Sample biorepositories, assembled over decades, provide researchers with fundamental data crucial for understanding how pathogens evolve, adapt, and spread:
- Species identity
- Distribution
- Interactions
- Geographic variation
Viral symbiotypes are the original host specimen for a newly described virus (Dunnum et al. 2017). MSB holds 18 new hantaviral symbiotypes, including:
- 9 non-rodent mammals, 7 from the United States, and 12 from international collaborations
These specimens can be found through Arctos, a collection management database with >5 million records from ~330 collections. Arctos links specimens with each parasite or pathogen detected and provides direct links to GenBank, IsoBank, and other external sites.

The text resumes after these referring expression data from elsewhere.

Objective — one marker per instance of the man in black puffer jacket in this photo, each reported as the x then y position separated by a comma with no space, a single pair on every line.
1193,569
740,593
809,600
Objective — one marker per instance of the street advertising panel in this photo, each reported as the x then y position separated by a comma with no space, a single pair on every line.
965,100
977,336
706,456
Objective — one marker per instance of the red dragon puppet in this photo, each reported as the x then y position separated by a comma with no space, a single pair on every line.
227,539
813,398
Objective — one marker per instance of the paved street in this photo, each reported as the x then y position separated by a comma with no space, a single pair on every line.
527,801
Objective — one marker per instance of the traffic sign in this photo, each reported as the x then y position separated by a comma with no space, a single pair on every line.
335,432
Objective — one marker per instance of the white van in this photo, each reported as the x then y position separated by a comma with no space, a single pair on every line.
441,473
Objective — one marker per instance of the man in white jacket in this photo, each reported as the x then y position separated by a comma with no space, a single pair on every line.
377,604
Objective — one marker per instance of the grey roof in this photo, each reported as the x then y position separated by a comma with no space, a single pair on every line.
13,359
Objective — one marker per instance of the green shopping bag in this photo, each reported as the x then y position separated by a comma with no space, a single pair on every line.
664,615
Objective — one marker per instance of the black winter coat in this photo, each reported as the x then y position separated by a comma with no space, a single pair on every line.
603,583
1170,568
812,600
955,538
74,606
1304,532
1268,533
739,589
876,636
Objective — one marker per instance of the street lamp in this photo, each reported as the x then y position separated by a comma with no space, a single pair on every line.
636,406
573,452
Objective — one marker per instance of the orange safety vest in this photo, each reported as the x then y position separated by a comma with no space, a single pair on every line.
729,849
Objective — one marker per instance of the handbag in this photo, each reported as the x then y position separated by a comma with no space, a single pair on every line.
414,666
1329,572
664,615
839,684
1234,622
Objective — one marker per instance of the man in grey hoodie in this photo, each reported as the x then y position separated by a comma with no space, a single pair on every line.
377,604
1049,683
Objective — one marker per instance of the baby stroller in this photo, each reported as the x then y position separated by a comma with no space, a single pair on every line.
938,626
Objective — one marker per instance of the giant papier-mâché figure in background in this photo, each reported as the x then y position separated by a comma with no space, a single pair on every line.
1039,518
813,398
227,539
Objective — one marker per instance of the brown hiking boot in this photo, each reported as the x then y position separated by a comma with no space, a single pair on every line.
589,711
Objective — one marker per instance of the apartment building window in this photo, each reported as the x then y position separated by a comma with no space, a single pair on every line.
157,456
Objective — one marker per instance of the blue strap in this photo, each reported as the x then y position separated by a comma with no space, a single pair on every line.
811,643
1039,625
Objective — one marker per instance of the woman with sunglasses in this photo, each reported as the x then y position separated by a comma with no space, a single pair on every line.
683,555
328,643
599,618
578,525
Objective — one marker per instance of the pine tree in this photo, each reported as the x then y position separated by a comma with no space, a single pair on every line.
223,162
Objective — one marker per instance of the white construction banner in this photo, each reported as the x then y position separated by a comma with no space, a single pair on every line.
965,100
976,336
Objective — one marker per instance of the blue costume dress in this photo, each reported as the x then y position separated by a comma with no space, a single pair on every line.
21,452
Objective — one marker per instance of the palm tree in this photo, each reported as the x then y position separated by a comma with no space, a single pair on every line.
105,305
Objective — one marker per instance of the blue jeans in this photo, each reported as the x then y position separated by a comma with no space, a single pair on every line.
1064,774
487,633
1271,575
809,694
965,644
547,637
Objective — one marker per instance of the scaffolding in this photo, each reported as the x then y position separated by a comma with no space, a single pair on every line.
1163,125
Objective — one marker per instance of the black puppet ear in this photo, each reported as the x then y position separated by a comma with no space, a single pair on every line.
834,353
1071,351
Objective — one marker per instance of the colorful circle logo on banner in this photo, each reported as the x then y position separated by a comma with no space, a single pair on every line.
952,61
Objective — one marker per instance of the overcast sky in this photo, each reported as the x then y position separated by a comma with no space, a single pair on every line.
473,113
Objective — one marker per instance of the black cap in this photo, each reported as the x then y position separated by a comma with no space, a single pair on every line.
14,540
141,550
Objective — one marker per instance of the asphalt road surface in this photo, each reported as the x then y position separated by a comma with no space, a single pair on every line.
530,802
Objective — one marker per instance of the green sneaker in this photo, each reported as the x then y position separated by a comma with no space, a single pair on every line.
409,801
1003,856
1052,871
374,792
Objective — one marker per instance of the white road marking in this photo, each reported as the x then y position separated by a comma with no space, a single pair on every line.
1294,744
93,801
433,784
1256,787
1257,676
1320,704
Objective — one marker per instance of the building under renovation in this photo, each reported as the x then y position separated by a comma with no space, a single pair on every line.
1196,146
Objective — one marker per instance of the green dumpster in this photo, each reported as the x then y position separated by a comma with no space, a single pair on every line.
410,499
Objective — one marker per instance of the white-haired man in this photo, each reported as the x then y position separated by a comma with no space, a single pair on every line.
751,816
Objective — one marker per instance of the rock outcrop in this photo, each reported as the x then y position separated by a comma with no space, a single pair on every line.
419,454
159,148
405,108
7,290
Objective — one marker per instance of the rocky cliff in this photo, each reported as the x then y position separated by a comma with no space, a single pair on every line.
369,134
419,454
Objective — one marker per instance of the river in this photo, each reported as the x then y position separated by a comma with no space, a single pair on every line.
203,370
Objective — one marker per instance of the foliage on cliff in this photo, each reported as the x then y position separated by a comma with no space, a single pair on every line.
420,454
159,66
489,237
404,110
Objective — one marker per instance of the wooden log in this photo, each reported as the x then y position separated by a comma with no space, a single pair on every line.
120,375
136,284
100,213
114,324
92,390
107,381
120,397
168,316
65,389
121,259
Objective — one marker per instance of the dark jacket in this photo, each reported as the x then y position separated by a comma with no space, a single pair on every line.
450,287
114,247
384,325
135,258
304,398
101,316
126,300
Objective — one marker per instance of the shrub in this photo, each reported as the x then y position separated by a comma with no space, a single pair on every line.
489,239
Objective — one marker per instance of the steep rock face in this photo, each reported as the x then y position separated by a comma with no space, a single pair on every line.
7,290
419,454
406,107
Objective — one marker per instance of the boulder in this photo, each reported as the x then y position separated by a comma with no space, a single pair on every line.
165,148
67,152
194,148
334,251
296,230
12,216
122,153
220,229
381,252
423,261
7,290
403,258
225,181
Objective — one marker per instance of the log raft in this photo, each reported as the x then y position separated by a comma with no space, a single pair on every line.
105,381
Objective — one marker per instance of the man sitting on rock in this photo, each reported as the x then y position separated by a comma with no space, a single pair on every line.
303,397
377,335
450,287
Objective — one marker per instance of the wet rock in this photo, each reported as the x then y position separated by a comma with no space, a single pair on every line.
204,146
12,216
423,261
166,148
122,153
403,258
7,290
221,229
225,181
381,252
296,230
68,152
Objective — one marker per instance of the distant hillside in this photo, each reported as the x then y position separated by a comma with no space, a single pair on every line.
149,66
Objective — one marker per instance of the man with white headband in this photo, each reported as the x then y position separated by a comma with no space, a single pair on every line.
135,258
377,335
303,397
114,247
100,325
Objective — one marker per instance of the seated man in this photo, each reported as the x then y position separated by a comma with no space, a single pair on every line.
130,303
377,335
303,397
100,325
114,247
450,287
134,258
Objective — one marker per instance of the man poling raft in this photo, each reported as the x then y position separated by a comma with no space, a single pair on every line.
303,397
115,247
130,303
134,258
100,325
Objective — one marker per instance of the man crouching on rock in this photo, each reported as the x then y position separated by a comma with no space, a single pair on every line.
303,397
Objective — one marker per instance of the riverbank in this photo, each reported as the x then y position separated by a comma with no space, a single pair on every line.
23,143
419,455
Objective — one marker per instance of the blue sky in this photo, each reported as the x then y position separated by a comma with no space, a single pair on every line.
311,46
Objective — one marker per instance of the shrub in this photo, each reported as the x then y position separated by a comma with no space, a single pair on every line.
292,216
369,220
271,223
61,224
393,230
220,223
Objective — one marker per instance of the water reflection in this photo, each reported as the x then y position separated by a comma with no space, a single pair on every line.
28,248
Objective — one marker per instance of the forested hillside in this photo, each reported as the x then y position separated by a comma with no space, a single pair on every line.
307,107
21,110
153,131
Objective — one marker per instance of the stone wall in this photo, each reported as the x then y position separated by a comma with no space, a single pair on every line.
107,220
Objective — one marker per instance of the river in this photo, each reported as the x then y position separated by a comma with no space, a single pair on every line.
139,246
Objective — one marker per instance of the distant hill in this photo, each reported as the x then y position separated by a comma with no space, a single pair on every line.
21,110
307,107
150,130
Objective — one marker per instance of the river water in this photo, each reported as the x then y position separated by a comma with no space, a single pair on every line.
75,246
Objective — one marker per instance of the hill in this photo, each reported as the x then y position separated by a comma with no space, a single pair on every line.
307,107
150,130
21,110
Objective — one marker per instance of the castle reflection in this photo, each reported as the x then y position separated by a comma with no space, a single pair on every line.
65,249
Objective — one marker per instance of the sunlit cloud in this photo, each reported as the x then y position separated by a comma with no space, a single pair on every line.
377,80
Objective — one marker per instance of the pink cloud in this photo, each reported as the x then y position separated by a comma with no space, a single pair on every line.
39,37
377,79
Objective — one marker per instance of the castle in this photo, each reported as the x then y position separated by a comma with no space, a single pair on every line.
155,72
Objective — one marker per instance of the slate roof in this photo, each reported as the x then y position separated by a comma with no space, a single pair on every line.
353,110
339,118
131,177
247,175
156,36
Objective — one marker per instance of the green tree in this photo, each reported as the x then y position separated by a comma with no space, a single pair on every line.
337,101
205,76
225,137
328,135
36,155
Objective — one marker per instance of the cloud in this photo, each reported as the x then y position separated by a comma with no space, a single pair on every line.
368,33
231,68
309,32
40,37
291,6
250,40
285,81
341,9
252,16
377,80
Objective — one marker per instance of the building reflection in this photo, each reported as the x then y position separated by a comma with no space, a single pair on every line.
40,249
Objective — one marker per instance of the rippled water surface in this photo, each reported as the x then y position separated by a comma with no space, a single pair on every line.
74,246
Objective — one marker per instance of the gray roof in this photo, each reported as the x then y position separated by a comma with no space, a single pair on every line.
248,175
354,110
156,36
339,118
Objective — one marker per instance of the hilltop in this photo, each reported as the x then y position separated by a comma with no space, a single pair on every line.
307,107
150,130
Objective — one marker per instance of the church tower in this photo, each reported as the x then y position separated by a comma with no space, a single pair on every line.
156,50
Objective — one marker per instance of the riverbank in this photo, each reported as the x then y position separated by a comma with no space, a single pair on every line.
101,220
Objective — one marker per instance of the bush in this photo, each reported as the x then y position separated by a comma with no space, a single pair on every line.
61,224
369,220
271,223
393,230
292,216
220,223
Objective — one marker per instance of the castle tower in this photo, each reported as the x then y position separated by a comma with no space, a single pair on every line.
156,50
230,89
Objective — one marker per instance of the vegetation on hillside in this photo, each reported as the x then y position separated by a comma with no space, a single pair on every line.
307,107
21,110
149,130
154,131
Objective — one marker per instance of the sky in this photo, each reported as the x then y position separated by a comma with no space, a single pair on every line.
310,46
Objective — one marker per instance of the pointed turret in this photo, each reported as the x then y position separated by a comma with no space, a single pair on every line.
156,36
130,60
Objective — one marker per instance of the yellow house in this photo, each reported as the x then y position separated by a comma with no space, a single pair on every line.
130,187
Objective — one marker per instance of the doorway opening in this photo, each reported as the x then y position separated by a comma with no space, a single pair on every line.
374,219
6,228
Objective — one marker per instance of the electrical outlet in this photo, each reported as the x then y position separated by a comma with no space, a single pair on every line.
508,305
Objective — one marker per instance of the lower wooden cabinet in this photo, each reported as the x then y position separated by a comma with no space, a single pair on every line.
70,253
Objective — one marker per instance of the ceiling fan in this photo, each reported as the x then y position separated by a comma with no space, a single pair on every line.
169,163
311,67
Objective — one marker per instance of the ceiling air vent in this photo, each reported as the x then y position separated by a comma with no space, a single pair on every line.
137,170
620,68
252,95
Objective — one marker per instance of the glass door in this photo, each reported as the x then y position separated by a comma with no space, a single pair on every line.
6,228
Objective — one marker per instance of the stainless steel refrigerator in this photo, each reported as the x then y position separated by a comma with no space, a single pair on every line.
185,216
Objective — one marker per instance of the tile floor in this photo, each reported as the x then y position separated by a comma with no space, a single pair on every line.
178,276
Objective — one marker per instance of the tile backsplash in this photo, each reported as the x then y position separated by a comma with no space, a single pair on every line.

The MSB has reinvigorated field collection strategies by promoting the “holistic collection” approach, building on Robert Rausch’s early work. This methodology ensures that, in addition to multiple ultra frozen tissues (heart, liver, kidney, spleen) preserved for each traditional voucher, we also collect a full suite of symbionts (endoparasitic helminths, fleas, ticks, microbiomes, etc.) from each mammal. These fully integrated collections provide extraordinary opportunities to more fully examine species interactions and expand potential avenues of investigation into community ecology, conservation, host-pathogen interactions, and immunology – and more yet to be discovered. The holistic collecting of mammals is the most powerful means of developing the “intentional extended specimen” concept.